The Good Samaritan by Vincent Van Gogh
While the kids watch TV my husband and I steal a quiet
moment at the edge of the yard. Sitting
side-by-side at the end of the driveway, the garage shades us as we talk about
the morning’s sermon.
“I really liked the painting,” my husband says. “It makes me
want to have more paintings of gospel stories.
To hang them in the house.”
That morning I spoke on the parable of the Good Samaritan
and rather than making a formal power point presentation, I used Van Gogh’s
rendition of the story as a visual backdrop to the discussion.
“Yeah,” I reply, “It really helped me when I was preparing.”
It’s one thing to read about acts of love, another to see
them laid out stroke, by stroke in rich yellows and blues.
“I found a post where someone wrote about it,” I add. “It’s by Van Gogh. He painted it when he was in an asylum.” Tipping my head to the side and shrugging my
shoulders with my hands spread wide I add with a grin, “So . . . you know . . . me
and, Van Gogh.”
We exchange looks and laugh.
“Yeah,” he says, “You and your pal, Van Gogh.”
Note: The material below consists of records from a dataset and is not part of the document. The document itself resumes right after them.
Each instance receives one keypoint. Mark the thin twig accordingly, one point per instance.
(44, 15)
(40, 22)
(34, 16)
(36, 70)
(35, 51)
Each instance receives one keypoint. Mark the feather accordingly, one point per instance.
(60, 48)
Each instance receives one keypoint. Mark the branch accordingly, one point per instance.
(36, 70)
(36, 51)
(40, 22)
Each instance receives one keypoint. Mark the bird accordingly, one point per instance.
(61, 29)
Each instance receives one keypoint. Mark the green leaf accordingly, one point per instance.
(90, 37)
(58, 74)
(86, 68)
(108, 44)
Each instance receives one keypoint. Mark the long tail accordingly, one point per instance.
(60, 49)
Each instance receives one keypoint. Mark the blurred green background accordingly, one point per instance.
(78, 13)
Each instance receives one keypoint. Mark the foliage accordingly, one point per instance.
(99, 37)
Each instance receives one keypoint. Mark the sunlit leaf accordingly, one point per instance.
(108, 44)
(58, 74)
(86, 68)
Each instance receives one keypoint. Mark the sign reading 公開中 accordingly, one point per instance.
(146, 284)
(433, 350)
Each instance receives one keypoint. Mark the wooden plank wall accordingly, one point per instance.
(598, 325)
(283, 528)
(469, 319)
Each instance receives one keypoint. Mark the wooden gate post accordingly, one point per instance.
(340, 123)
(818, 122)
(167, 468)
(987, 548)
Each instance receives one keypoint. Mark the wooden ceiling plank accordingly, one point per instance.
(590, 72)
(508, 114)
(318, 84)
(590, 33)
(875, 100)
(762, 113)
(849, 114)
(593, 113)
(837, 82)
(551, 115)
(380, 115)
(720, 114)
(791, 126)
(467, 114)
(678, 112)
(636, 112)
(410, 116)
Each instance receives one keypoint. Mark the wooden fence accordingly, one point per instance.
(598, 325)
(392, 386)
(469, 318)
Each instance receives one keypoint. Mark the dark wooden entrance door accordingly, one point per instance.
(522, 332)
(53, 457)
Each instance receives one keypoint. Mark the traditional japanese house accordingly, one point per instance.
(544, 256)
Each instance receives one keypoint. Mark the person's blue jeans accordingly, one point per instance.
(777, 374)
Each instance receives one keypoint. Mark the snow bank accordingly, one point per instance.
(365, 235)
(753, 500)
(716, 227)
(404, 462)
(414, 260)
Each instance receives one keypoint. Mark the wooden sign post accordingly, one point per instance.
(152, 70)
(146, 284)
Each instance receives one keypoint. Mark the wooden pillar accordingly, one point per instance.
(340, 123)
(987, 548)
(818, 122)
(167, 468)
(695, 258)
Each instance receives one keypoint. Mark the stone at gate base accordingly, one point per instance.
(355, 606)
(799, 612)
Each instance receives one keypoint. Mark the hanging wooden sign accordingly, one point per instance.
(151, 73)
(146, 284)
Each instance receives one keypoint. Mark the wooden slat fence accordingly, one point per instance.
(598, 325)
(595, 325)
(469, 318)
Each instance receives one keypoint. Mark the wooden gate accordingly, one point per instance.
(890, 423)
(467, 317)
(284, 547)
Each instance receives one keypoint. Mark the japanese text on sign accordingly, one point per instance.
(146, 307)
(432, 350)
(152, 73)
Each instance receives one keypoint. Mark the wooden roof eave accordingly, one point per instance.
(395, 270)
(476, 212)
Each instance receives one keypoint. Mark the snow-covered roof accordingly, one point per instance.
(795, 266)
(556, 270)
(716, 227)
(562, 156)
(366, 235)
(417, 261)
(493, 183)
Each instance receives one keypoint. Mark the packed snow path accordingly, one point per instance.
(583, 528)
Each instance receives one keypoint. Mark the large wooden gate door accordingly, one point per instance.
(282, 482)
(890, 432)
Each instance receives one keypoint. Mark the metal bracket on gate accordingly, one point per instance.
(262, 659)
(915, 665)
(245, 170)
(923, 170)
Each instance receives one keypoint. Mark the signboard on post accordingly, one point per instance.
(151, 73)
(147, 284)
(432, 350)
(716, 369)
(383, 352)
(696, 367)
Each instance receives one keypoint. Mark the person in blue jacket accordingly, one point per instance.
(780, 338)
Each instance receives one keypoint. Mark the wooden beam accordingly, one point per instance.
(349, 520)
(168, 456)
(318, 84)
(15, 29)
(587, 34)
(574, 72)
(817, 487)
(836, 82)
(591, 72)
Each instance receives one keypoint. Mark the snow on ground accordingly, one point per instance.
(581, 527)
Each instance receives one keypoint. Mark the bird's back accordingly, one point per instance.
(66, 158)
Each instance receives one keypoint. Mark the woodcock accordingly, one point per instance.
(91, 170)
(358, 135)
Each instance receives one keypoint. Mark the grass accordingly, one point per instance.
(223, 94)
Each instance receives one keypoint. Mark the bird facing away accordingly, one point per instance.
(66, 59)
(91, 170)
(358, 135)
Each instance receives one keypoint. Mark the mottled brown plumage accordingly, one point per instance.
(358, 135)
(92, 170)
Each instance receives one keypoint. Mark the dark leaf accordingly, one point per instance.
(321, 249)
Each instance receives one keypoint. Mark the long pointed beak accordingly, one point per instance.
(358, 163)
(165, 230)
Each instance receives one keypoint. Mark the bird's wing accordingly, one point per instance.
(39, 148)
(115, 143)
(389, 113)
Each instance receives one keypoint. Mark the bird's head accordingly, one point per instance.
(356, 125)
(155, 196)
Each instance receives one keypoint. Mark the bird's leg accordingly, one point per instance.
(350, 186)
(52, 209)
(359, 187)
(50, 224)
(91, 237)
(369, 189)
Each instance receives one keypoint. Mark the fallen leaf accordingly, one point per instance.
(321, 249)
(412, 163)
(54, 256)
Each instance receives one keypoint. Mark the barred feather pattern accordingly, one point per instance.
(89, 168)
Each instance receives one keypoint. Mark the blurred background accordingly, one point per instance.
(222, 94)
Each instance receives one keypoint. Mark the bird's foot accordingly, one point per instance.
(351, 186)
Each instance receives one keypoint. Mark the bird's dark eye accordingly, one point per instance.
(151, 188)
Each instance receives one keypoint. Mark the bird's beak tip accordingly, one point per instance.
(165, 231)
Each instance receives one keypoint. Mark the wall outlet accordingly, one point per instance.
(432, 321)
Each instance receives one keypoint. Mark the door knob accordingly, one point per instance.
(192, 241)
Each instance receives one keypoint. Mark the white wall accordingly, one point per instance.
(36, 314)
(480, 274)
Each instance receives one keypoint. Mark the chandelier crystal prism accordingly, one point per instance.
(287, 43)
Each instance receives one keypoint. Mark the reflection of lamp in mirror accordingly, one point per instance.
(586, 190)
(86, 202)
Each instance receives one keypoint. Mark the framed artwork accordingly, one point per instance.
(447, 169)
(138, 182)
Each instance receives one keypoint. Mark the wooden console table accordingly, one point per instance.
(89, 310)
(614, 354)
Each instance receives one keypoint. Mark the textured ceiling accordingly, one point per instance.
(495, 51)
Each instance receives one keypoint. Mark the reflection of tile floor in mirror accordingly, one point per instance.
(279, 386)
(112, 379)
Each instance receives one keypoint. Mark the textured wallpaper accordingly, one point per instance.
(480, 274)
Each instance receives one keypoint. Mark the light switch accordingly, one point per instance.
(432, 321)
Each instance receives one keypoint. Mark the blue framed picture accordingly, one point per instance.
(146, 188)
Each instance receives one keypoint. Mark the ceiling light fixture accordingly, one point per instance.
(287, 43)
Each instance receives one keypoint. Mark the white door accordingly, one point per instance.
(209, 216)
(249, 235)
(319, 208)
Parker Palmer struggled with debilitating depression. As did Henri Nouwen.
When I was in the psychiatric hospital last summer, I
gathered these names and held them to myself as evidence that mental illness
and hospitalization didn’t have to be a stigma.
Their stories gave me hope that despite struggles, my life could proceed
with productivity and meaning.
This past Sunday, after reading about his painting online, I
added Vincent Van Gogh to my list.
This week I’m approaching what my counselor eloquently
referred to as a “tender anniversary.”
A year ago this Thursday I had my first panic attack. My heart beat furiously, waves of heat and
chills ran through my back. My stomach
flopped. I lay on the living room floor,
unable to get up. I called my husband at
work and asked him to pick up our kids and come right home. I canceled my plans for the weekend, which
included preaching, and made an appointment with my primary care Dr.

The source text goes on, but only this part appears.